Nofziger indicated to learn to Refuse these tactics by Just Saying No or hanging up on telephone scammers! She recommended using a refusal script, not to use your personal info on social media pages, use Do Not Call lists to stop scammers and most telemarketers, and most important use an answering machine or voicemail to stop most scams. In other words, if you don’t recognize the phone number or person calling using calling ID, don’t answer your phone! Always ask questions to anyone asking for money and don’t be afraid to say NO!

Be sure to Report any scams, no matter how painful. Otherwise, other seniors will fall prey to the same scams if you don’t report them in your area. Unfortunately, only 1 in 10 victim’s report financial scams due to embarrassment or shame in losing their money.

Most senior don’t know who to report the crimes or potential scams too, but please contact your local district attorney’s office or local law enforcement agencies about these offenses. They have resources to help you. Also, contact the state attorney general’s office or Better Business Bureau’s Scam Tracker website for commercial offenses. In Colorado, please call 1-800-222-4444, which is the elder abuse hotline.

Victims can also report scams to the Federal Trade Commission (FTC) at 1-877-382-4357. FTC recommends never to wire money to collect a prize, or to fictitious relatives demanding money staying in other countries. Always ask questions if a friend or fictitious relative calls you.

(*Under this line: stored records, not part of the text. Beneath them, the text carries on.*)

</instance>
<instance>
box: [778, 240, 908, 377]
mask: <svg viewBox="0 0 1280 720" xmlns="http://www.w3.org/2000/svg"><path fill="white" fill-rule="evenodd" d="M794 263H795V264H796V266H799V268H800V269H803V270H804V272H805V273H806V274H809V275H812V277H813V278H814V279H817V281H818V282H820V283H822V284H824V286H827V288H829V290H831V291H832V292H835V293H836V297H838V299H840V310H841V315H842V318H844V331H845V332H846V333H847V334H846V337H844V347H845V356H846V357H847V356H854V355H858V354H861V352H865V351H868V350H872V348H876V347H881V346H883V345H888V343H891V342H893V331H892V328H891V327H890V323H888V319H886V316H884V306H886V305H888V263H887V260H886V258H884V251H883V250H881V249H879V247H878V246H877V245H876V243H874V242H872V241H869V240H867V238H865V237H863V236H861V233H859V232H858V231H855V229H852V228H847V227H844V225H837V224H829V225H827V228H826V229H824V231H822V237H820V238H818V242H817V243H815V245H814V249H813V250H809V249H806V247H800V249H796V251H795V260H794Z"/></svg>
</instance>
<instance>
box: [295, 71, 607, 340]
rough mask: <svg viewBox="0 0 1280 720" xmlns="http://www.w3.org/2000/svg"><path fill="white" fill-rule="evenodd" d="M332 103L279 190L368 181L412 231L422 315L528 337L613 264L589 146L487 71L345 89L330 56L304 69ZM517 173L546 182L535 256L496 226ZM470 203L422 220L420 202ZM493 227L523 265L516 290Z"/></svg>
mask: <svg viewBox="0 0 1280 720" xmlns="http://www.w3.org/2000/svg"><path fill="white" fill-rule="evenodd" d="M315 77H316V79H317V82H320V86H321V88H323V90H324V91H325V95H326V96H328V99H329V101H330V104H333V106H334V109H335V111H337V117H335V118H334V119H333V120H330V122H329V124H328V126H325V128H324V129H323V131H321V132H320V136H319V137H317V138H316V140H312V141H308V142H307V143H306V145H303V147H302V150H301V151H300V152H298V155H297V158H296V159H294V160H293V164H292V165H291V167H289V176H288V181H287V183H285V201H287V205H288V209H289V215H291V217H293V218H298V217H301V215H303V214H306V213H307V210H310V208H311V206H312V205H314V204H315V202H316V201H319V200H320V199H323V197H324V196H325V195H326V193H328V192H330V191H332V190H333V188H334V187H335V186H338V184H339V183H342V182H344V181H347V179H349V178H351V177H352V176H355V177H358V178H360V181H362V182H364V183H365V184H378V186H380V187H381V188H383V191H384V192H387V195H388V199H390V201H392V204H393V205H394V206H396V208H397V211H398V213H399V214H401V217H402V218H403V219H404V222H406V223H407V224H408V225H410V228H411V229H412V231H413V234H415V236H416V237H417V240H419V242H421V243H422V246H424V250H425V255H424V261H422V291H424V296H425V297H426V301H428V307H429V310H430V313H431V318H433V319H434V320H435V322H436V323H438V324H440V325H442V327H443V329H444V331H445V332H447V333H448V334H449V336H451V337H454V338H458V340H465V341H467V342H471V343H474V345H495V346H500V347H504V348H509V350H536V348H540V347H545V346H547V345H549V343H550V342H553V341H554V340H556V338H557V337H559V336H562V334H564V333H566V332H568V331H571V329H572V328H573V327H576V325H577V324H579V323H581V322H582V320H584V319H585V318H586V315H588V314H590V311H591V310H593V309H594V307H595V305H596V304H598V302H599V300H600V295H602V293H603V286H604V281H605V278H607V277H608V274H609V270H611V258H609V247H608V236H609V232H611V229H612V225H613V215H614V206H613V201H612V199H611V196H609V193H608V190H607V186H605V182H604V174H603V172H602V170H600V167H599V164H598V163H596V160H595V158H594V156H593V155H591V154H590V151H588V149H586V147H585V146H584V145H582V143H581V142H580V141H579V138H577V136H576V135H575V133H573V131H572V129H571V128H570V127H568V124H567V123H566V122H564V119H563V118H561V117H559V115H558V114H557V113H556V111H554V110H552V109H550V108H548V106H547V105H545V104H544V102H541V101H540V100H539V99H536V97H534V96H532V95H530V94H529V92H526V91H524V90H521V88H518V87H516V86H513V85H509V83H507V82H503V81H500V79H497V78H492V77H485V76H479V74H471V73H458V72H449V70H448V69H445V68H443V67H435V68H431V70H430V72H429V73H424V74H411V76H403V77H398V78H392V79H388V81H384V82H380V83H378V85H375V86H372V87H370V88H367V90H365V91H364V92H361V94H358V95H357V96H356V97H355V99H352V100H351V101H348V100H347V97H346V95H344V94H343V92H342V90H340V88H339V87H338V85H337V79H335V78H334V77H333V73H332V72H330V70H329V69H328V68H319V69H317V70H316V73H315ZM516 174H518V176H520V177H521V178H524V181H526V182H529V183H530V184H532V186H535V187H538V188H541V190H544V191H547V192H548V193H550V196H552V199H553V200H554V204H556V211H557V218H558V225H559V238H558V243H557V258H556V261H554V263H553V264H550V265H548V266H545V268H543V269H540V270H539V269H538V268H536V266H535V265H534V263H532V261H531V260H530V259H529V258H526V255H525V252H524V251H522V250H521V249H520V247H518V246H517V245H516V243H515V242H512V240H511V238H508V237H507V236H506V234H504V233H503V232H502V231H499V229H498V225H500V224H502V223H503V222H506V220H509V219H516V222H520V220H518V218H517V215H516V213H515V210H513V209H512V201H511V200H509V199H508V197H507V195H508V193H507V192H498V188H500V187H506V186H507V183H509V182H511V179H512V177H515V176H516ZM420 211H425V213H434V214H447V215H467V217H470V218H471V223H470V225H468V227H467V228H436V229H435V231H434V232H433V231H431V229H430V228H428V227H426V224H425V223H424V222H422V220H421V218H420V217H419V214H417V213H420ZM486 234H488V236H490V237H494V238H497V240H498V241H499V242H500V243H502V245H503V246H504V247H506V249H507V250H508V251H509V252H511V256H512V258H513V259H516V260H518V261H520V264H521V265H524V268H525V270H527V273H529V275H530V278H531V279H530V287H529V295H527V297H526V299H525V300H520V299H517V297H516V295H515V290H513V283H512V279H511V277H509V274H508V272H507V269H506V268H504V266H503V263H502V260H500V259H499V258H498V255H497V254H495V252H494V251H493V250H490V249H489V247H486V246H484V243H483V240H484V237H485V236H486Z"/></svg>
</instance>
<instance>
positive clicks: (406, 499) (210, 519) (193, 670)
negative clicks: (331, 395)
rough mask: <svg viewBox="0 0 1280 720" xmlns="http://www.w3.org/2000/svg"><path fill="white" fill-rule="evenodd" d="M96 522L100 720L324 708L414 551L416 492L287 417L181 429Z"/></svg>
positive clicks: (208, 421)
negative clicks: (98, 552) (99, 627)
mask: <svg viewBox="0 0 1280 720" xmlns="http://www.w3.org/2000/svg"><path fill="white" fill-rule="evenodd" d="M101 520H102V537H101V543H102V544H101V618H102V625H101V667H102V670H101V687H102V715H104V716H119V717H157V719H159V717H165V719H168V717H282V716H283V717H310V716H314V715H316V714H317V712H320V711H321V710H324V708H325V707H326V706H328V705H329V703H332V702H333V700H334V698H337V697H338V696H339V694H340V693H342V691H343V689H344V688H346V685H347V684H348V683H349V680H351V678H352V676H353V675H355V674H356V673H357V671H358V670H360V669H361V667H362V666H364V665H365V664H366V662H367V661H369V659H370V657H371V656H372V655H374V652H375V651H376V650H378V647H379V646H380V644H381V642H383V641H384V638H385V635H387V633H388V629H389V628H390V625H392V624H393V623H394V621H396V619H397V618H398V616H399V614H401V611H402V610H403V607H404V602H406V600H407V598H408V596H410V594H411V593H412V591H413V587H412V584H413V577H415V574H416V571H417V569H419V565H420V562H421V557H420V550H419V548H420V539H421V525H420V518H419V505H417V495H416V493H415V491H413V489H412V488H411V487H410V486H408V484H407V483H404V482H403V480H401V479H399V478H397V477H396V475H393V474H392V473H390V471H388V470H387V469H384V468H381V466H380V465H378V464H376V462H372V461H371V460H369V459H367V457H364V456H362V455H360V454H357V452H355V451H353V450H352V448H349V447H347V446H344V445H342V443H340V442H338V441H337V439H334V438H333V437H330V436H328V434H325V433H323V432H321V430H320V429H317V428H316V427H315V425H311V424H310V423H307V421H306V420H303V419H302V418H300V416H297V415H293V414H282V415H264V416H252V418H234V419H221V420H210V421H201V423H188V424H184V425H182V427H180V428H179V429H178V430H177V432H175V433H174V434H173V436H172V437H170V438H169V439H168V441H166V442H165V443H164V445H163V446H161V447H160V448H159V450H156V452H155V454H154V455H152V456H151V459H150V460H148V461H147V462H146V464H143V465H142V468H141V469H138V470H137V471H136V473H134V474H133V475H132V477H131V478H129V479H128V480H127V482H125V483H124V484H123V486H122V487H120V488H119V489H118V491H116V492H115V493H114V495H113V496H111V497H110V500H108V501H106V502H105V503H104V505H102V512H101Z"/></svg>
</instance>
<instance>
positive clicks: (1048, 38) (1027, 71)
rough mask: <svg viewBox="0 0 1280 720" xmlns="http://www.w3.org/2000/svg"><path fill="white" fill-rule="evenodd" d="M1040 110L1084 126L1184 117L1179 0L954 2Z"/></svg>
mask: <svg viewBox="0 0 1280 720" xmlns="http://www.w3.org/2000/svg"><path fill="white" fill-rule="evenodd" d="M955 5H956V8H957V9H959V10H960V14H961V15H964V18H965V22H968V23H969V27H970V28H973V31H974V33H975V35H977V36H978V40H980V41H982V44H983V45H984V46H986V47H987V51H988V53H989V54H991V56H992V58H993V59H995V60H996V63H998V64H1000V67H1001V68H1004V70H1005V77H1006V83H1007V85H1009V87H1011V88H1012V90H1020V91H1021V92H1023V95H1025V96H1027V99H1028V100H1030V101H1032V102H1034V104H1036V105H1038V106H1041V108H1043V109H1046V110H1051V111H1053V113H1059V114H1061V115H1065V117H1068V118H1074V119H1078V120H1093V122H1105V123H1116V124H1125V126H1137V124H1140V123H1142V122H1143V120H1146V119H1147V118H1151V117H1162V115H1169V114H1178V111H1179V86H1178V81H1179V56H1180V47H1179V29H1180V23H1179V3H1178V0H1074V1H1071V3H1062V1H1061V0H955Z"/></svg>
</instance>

The panel explained how some relatives and paid independent caregivers take advantage of disabled or cared for seniors. Be wary of the signs of financial fraud by these people! Scammers use CraigsList to unauthorized renting of homes being sold by professional realtors. Be wary of receiving bad checks over the amount on any items offered on CraigsList as they want you to refund the difference with real money, gift cards, blank checks, or money orders.

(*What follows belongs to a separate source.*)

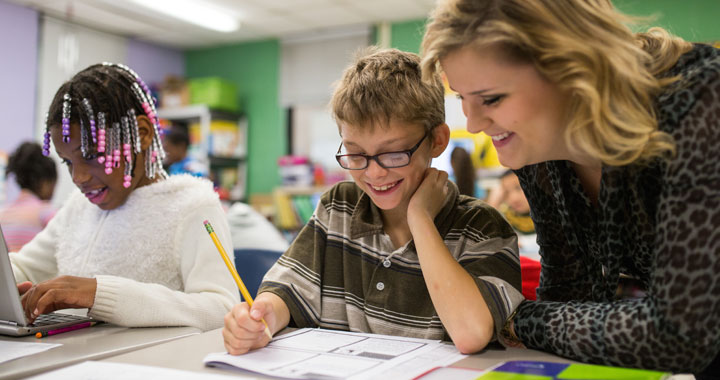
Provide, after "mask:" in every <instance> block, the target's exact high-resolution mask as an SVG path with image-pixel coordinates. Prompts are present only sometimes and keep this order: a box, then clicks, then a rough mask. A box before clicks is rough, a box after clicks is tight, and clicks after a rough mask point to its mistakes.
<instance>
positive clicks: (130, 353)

Ten FTC methods to avoid a scam are:
1) Spot imposters as they pretend to be government officials, family members, a charity, or a business you’re familiar with.
2) Do online searches for the person calling you. Never agree to do anything during your call, until you check on them online. Or you can also check with the local Better Business Bureau or their website and use their online scam tracker service.
3) Don’t believe your telephone caller ID as most fictitious companies use a false ID associated with the local area code.
4) Don’t pay upfront for any promise. Get their name and phone number and report it ASAP.
5) Consider how you pay! Some credit cards give debt relief for bad purchases, but some don’t. Money services are risky too!
6) Don’t rush to give your money to any caller, but ask many questions and tell them I need to verify your information or until they hang up.
7) Hang up on robocalls. These are prerecorded messages that won’t allow you to interrupt.
8) Be skeptical about free trial offers. Before you agree to any free trial, research their website for validity.
9) Never deposit a check from a caller or wire money back to the caller. It takes banks many weeks to search for fake checks and you are liable for the missing funds.
10) Sign up for free scam alerts at www.ftc.gov/scams.

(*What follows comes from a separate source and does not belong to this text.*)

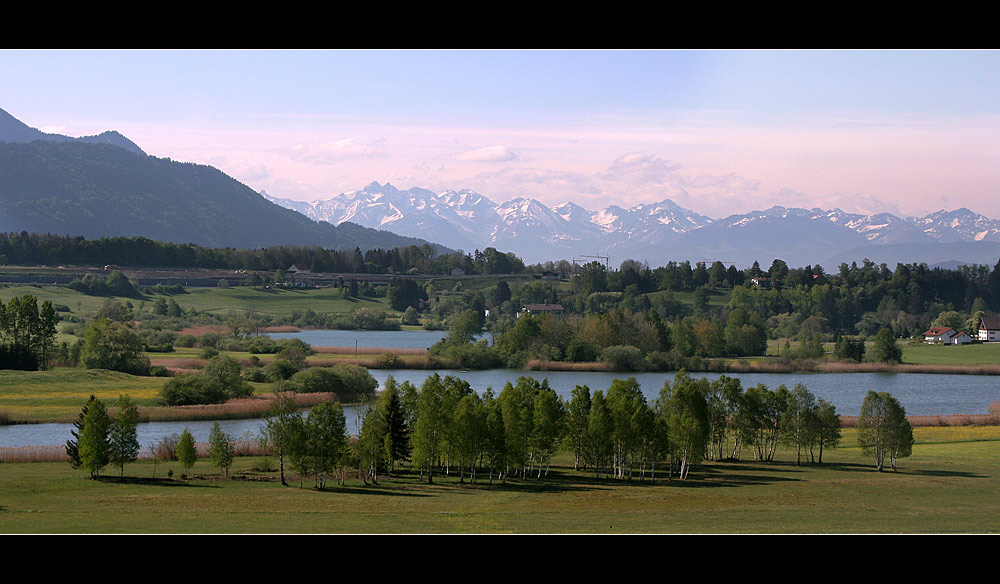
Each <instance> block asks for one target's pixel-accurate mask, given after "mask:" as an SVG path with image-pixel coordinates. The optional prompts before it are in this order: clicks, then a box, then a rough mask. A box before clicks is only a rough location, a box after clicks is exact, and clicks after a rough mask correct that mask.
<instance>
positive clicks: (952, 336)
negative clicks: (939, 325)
mask: <svg viewBox="0 0 1000 584" xmlns="http://www.w3.org/2000/svg"><path fill="white" fill-rule="evenodd" d="M923 337H924V341H925V342H928V343H941V344H944V345H964V344H966V343H971V342H972V337H970V336H969V335H968V334H966V333H963V332H959V331H956V330H955V329H953V328H951V327H950V326H936V327H934V328H931V329H928V330H926V331H924V334H923Z"/></svg>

Many scammers use email to entice victims to purchase their false services. These include travel packages, loans, investment opportunities, charitable causes, foreign lotteries, extended car warranties, free gifts with another purchase, and free trial offers. Be aware of these and other suspicious offers.

State Senator John Kefalas discussed working with the action planning committee on aging in creating new legislation in protecting seniors. More information can be viewed at www.Colorado.gov/agingstrategy. Since 2013, new legislation has helped seniors on fraud protection and reporting methods.

Never give your personal information to anyone on the phone as it will result in ID theft of your personal information and loss of your financial freedom! Bottom line is to be diligent of your personal information and never give strangers access to your computer, financial, or Internet accounts!

Call the Larimer County Office on Aging at 970-498-7750 for help! Thanks to Larimer County Office on Aging Ombudsman staff for hosting this beneficial event!